Should the return None one be a panic or something? Since it should never happen right?

This revision now requires changes to proceed.Nov 30 2017, 7:41 PM
quark added inline comments.Nov 30 2017, 8:04 PM
rust/indexes/src/nodemap.rs
70

clindex does the inline check. It falls back to the old index if the revlog is inlined.
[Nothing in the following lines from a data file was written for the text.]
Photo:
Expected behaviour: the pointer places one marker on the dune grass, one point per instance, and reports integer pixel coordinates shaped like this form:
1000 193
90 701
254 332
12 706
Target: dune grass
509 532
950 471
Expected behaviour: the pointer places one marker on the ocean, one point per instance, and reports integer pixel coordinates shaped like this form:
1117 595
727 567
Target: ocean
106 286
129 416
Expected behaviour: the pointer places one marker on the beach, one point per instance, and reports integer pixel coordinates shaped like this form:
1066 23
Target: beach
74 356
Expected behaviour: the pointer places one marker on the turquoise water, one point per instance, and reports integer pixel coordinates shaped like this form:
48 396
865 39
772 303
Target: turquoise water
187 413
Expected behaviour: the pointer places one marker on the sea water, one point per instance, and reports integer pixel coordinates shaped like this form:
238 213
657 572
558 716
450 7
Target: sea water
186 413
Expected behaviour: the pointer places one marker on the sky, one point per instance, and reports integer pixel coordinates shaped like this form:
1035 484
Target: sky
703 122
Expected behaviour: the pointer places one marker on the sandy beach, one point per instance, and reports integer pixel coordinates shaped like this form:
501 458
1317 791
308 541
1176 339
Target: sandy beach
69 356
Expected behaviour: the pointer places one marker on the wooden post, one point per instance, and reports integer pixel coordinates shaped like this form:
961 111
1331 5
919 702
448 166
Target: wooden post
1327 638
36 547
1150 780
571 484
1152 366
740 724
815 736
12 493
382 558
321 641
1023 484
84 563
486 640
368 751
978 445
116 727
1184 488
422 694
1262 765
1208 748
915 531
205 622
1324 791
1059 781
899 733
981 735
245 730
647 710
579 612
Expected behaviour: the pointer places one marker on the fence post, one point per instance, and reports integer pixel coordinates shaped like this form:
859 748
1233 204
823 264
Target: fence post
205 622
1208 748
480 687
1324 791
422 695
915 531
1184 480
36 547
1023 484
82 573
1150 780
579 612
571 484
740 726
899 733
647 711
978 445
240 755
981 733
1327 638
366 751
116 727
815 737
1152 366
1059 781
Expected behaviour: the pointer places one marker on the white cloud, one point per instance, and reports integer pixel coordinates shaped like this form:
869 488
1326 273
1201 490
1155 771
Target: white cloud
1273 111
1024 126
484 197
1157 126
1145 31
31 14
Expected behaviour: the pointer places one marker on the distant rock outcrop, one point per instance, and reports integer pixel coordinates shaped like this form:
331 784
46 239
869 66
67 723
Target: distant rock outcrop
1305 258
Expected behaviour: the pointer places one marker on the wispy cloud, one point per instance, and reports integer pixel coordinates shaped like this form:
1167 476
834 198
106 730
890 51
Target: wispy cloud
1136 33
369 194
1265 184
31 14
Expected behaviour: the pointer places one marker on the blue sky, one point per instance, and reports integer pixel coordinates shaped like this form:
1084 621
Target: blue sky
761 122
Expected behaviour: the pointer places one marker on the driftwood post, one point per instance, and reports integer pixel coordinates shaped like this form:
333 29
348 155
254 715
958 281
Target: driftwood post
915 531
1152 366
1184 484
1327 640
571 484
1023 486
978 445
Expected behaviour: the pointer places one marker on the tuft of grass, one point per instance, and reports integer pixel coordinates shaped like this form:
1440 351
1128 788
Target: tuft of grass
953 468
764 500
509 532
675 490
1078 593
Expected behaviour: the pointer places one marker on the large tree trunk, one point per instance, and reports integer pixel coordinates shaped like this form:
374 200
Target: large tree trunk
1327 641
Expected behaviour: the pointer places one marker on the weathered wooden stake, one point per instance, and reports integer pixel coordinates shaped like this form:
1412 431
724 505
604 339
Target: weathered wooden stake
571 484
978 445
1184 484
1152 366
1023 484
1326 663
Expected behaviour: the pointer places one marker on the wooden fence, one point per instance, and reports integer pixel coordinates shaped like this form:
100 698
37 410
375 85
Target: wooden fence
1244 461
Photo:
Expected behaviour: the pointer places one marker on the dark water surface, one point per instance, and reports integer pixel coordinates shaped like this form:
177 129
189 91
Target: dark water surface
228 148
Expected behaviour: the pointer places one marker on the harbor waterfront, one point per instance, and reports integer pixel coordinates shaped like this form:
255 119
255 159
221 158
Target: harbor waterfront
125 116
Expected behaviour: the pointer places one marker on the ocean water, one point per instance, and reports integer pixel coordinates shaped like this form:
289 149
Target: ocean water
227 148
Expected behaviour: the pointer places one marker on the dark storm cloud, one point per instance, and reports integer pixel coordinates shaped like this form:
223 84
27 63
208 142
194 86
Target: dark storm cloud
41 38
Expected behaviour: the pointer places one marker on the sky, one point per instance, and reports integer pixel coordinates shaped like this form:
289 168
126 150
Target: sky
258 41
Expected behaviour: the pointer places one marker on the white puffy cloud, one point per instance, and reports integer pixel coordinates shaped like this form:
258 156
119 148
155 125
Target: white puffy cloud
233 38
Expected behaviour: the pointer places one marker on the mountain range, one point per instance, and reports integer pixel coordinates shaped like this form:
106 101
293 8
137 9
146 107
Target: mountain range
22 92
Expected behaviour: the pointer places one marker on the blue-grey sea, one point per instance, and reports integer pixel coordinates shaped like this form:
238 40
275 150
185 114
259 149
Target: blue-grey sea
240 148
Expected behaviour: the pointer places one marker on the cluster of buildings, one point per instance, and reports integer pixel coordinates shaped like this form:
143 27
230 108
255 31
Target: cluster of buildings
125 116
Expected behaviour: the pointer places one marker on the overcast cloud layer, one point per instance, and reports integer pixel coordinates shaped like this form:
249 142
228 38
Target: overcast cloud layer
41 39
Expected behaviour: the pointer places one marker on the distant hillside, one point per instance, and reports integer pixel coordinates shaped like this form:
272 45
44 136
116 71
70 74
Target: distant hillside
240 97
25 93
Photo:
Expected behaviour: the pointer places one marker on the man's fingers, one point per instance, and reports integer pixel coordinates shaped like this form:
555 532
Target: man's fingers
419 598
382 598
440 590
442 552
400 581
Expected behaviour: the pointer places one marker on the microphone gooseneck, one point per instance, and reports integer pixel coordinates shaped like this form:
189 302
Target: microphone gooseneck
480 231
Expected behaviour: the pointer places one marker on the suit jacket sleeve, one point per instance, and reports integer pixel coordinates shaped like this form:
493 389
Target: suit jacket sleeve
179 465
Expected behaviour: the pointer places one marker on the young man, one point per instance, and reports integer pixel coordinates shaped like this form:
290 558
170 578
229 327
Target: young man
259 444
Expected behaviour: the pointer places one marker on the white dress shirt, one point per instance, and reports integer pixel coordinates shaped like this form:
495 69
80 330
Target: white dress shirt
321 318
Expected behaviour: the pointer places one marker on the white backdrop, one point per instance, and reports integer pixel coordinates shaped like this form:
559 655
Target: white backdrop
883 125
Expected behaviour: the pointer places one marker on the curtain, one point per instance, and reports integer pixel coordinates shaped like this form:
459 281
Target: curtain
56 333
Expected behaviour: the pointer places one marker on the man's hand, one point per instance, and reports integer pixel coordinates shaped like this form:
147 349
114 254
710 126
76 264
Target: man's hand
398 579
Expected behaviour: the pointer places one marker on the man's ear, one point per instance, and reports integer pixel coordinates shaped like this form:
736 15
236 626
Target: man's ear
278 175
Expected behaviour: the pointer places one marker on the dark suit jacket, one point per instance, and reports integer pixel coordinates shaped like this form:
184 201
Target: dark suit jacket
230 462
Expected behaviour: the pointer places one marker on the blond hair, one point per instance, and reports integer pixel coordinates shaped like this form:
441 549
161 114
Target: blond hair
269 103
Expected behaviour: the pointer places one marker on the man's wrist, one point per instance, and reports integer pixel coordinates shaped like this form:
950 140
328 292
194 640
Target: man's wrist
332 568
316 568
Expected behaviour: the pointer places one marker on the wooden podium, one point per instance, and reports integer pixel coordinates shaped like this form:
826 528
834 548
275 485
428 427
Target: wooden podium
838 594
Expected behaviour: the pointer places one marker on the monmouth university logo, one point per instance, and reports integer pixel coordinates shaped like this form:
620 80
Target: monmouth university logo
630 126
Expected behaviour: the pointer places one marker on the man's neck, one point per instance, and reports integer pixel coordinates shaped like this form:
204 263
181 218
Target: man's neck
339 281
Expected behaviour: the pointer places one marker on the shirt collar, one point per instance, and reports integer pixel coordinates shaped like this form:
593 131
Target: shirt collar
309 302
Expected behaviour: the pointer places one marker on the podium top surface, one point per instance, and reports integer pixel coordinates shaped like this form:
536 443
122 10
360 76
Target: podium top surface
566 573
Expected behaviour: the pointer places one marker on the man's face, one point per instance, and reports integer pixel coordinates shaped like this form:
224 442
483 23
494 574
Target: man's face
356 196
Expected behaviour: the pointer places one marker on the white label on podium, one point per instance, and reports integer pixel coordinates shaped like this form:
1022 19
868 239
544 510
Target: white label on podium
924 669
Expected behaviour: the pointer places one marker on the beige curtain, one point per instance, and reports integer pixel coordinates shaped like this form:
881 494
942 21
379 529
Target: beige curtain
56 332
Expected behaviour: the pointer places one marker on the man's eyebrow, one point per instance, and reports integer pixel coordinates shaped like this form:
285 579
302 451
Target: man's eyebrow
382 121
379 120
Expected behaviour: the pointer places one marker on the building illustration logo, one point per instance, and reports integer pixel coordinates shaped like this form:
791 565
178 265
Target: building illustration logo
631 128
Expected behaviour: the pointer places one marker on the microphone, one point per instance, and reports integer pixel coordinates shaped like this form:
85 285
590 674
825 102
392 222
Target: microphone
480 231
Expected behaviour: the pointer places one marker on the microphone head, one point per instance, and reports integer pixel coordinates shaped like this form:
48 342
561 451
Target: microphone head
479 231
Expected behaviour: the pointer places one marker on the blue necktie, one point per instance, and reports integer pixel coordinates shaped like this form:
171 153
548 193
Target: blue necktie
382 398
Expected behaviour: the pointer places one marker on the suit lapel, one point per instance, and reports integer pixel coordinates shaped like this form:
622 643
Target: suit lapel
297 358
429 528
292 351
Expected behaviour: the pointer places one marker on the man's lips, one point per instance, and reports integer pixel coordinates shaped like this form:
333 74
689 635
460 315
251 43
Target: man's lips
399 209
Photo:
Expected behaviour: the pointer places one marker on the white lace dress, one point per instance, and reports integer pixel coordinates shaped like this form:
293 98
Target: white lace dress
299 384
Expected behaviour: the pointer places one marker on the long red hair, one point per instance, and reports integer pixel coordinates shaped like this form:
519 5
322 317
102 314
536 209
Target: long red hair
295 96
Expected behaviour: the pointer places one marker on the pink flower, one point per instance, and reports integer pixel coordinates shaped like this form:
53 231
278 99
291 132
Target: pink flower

In theory we can convert inline revlog to non-inlined on the fly but I think it's cleaner to just skip supporting them.

81

Will do a scan for the entire series switching to be (for catching errors) and use from correctly.

118

The Rust iter() by default return references (&u8) for its elements. .cloned() converts those references to actual values (u8). It does not clone the iterator. It's like:

.map(|&x| x)
136

Good point.

172

A later patch does that. But the code here is in theory somehow "de-coupled" from the actual revlog format. i.e. other append-only format should also work.

175

Since main_index is read-only. It's copied to a Vec and then modifications are done to it. Maybe "copied on write".

201

The lifetime is implicitly tied. It's equivalent to:

fn rev_to_node<'a, K: AsRef<[u8]>>(changelog: &'a K, rev: KeyId) -> rerrors::Result<&'a [u8]>

The compiler knows that because there is only one reference type (changelog) in input arguments. If there are many, the compiler will complain.

215

IIRC, the Python code might feed all kinds of strange things like a revset string to paritalmatch. So it's also nicer to support that.

I checked the revlog.c behavior, it returns None for partialmatch('xxxx'). I also think it makes sense to return None (no match).

durham added inline comments.Dec 1 2017, 12:03 PM
rust/indexes/src/nodemap.rs
175

Hmm, just seems odd to mention that in the function description, since the function doesn't care if it's a fork or not. It just puts new entries in the index it was given.

201

So it will associate any return reference with whichever argument is a reference? That doesn't seem safe. Or is only because this slice is a slice of the changelog as_ref that it knows its related to the changelog?

quark added inline comments.Dec 1 2017, 1:29 PM
rust/indexes/src/nodemap.rs
175

This is O(len(index)) time complexity in theory, although memcpy without parsing is relatively fast. But there are no other places with that time complexity so I'd like to label that.

Shall we have more advanced ways to deal with filesystem confidently, that time complexity can be reduced.

201

It does both. First, desugar the code to the explicit lifetime version. Then run the borrow checker which knows the returned slice comes from changelog.

quark marked 4 inline comments as done.Dec 8 2017, 9:32 PM
quark updated this revision to Diff 4283.
quark added inline comments.Dec 8 2017, 9:54 PM
rust/indexes/src/nodemap.rs
175

I made a mistake. I thought the comment was at build_incrementally. Will change.

quark updated this revision to Diff 4369.Dec 11 2017, 7:20 PM
durham accepted this revision.Dec 14 2017, 7:21 PM
durham added inline comments.
rust/indexes/src/nodemap.rs
222

s/64/CHANGELOG_ENTRY_SIZE/

This revision is now accepted and ready to land.Dec 14 2017, 7:21 PM
quark updated this revision to Diff 4451.Dec 14 2017, 9:21 PM
quark updated this revision to Diff 4460.Dec 14 2017, 10:15 PM
This revision was automatically updated to reflect the committed changes.